E.                     Le 17 octobre 2016, A.________ a recouru contre cette décision devant la Cour de droit administratif et public du Tribunal cantonal (cause FI.2016.0123). Invité à préciser les motifs de son recours, il a invoqué notamment la prescription pour les périodes fiscales 2001/2002 et 2003, a remis en cause l'impartialité de la procédure menée par l'ACI et a contesté avoir eu l'intention de commettre une soustraction fiscale, respectivement une tentative de soustraction.

Le 2 mai 2017, la Cour de droit administratif et public du Tribunal cantonal a rendu – avec l'accord de l'intéressé (cf. consid. 3 b) ci-dessous – un arrêt partiel, portant uniquement sur les rappels d'impôts ICC et IFD (taxations) pour les périodes fiscales 2001/2002 à 2006, à l’exclusion des amendes infligées pour soustraction fiscale. Le dispositif de cet arrêt est le suivant :

               I.        Le recours est rejeté.
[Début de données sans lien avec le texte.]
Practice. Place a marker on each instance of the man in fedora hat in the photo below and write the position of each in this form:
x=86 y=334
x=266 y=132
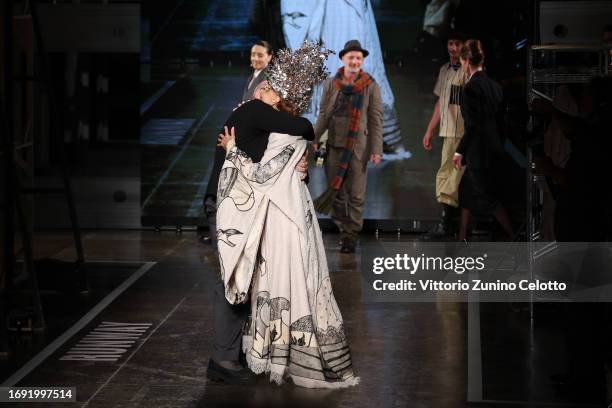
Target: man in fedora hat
x=351 y=111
              II.        La décision sur réclamation de l'Administration cantonale des impôts du 15 septembre 2016 est confirmée, en tant qu'elle porte sur le volet "taxation et rappel d'impôt".

            III.        Les frais de justice, par 4'000 (quatre mille) francs, sont mis à la charge de A.________.

            IV.        Il n'est pas alloué de dépens.

En bref, la Cour a retenu que la procédure a été menée par l'ACI de manière indépendante et équitable. Le droit d'être entendu du recourant a été respecté. En outre, la prescription du droit de taxer, même pour les périodes fiscales les plus anciennes, n'est pas acquise. L'intégralité des reprises effectuées par l'ACI sont justifiées. La Cour a estimé que le recourant avait, d'une manière générale, soustrait au revenu de sa raison individuelle des dépenses sans lien avec son activité professionnelle. Cet arrêt, qui n'a pas été contesté, est entré en force.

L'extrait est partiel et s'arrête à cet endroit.